Joe Lane 2021-02-13T22:24:17.226100Z

Hey @genekim, long time no see! A few questions and recommendations: 1. Are the tweets considered immutable by now or do you need additional updates if they happen in the future (more comments, additional likes, etc.) 2. How many tweets do you have? 3. Unfortunately, I would not recommend storing big string blobs in Datomic. It can turn into a big head for a variety of reasons which I'm happy to go into more detail about if you're curious. 4. Will the tweet data be the only data in the database or is it a larger system? 5. Will you be running analysis over the tweets, or is this simply an archive of the data indexed by id? 6. Would you be interested in generating a schema for the tweet data? There are a few fun ways to analyze an edn datastructure and generate a schema. I could work out a close approximation to get you started if you sent me an edn file of one of the tweets (smartquotes are evil).
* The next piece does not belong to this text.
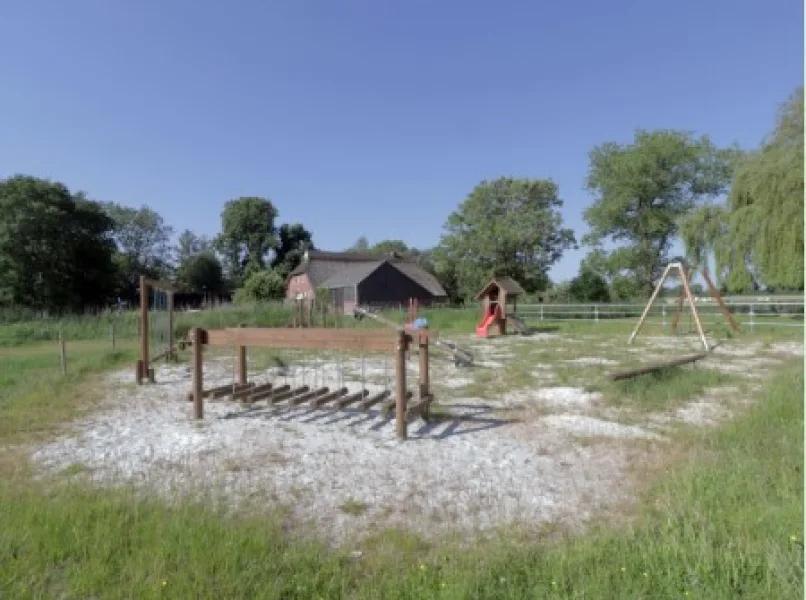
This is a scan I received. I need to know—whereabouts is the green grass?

esp1 2021-02-13T22:36:46.226300Z

I would also be interested in understanding why storing big string blobs in Datomic is problematic - and also what would be considered 'big'. I'm assuming it may adversely impact indexing performance? I have a similar problem to @genekim and have considered storing the immutable large files in S3 under a uuid path and storing the path references in Datomic, but it would be nice if Datomic could support this use case out of the box. Are there any plans for Datomic to support this kind of thing in the future?
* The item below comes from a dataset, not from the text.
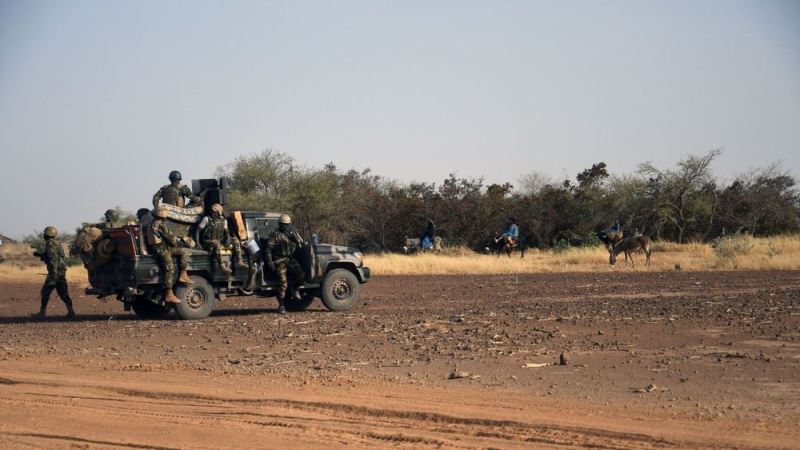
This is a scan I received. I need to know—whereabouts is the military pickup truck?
[86,180,370,319]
genekim 2021-02-13T22:47:38.226500Z

@lanejo01 Great to hear from you — I hope all is well! And thanks for the thoughtful questions — can’t wait to see where you go with this! 🙂 1. immutable, for sure. 2. about 50K tweets 3. For sure, after some research, I’m thinking this is wise. I suppose any database would do, right? (just store, say, MySQL row id into Datomic, as well as any parsed entities?) 4. I’m adding the tweets to one that was primarily about users, because it seems like it could be fun 5. At this point, no analysis… but I’m discovering processing is more significant than I had thought. I think it’d be super useful to extract all the graphics links, which would be great to store in Datomic. 6. Thanks for the offer — how about I post the schema when I’m a little further along. (After exploring the data, I think I’m going to extract all the images, which I’ve wanted to do for years — there are some pictures from conferences I know I either posted on Twitter, or just retweeted them.) So, I guess I’m going to pour all these 35K JSON entities into a CloudSQL MySQL table that I have laying around, and then transform/load into Datomic. Super helpful, Joe! Thank you!
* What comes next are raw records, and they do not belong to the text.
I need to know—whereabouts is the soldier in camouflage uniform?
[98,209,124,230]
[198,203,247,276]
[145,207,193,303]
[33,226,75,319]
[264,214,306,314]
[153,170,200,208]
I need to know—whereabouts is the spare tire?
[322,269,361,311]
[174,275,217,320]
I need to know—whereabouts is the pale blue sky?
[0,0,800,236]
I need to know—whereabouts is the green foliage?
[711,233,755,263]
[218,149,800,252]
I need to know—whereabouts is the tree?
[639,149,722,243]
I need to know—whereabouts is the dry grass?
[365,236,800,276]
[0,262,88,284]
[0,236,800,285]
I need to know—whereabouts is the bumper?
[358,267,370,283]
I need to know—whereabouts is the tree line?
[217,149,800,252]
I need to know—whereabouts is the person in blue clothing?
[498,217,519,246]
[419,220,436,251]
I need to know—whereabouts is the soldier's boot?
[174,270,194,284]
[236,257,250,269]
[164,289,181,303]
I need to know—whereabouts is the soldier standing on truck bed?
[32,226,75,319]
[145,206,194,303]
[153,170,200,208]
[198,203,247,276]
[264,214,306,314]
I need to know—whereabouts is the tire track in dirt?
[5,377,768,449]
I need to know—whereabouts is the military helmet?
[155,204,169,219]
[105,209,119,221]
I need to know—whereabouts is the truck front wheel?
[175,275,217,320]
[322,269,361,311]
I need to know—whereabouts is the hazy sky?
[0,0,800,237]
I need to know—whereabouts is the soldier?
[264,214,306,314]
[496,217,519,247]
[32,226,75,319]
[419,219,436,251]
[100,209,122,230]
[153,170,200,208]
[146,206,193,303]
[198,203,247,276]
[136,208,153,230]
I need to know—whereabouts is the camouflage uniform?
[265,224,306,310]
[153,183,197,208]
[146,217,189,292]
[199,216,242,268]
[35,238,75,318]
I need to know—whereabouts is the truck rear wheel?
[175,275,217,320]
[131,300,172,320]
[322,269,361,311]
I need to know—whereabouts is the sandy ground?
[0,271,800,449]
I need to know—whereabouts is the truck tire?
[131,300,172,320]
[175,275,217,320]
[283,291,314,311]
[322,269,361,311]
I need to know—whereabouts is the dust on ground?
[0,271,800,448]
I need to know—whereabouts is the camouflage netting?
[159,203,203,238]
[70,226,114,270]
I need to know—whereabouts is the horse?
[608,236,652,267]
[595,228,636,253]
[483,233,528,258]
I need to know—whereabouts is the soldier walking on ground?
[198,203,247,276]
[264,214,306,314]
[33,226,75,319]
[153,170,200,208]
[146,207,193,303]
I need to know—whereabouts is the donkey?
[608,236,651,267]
ghadi 2021-02-13T23:27:38.226700Z

Hi @genekim. Adding to what @lanejo01 said, you've already done the important work of understanding the blob's size distribution. Blobs give you no leverage in Datomic. Extract and transact the information you want to query through, then add a Base64(SHA256(blob.json)) datom alongside, to point back to the blob. (Then you can store the blob on disk, EFS, S3. whatever)

ghadi 2021-02-13T23:29:29.227Z

content-addressing is a nice way to punt on the decision on how to transform the important parts of the source data

genekim 2021-02-13T23:35:54.227300Z

Hey, @ghadi! I did a double-take on your suggestion, because it was so startling. I was thinking that for each tweet, I’d store with it a, say, :mysql-tweet-id , so I could retrieve the original JSON. You’re suggesting that I not do that, and reference it by the hash of the JSON (e.g., tweet-sha) with each tweet, to completely remove any assumption of where that tweet is stored, right? (mysql, S3, etc.) Do I have that right? (my reaction to “content-addressing”: 🤯🤯)

ghadi 2021-02-13T23:36:28.227500Z

yeah just tweet-sha, not mysql-tweet-sha

genekim 2021-02-13T23:36:59.227700Z

Awesome! Thank you, all!

ghadi 2021-02-13T23:37:08.227900Z

otherwise in 5 years you'll wonder why the program is querying Postgres for data with mysql-tweet-id in it 😉

2